Compare Flannery’s paragraph with what I posted on OpEdge earlier this year: “The first thing we notice is that selfishness is equated with both the natural and the good.  Selfishness is the reigning spirit of state-supported capitalism and justification for an inequitable distribution of wealth.  Thus the hidden ideology of all Darwinian myths is the glorification of free-market capitalism.  It is no coincidence that the proliferation of these Darwinian myths in English and American popular science began around the time Margaret Thatcher and Ronald Reagan took office.  It was, and unfortunately remains, the zeitgeist.”

I’ll take Flannery on my side of an issue any day.  He is one of the most articulate and right-thinking scientists around, and I’m surprised that he hasn’t taken over the Carl Sagan role of “Mr. Science” in the mainstream news media.  Perhaps it’s because the mainstream news media is so in thrall to the right-wing that it really doesn’t want to call attention to science by having a universally recognized expert. 

I recommend any of Flannery’s books to anyone, but in particular, The Eternal Frontier: An Ecological History of North America, which plays out the history of North America as a long series of successive invatisions from other parts of the earth, each invasion dramatically changing the ecosystem of the continent.

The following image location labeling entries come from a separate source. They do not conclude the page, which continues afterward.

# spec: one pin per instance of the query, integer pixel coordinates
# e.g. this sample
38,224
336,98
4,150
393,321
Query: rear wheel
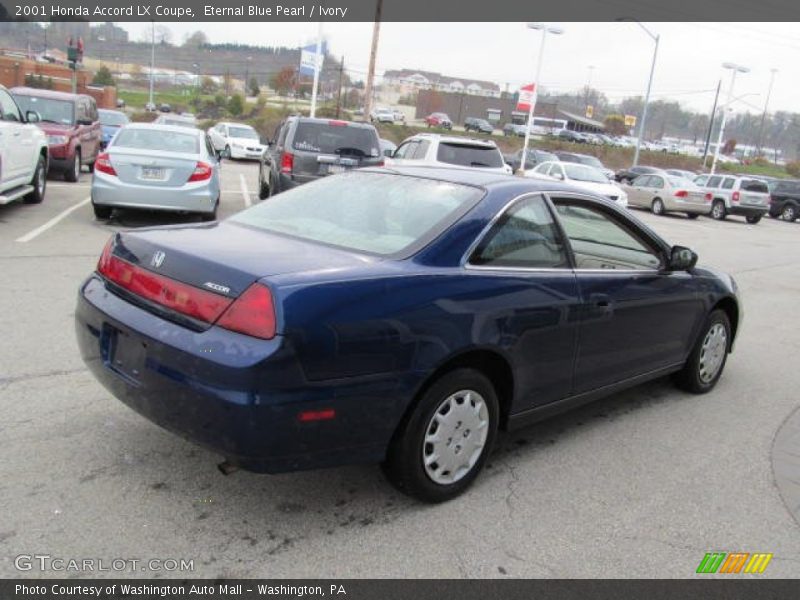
73,173
718,210
39,183
439,449
704,366
657,207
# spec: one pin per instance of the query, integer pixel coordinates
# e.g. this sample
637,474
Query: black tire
101,212
690,378
658,207
789,213
73,174
404,465
718,210
39,183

As usual, I can’t criticize the pop science of Darwinian myths without stating unequivocally that I believe in the theory of evolution because all the facts support it.  What I object to is the attempt by some to spin scientific myths in support of ideology and in particular the false ideology of selfishness.  I’m delighted that Flannery agrees with me about both the theory of evolution and its ideological misuse.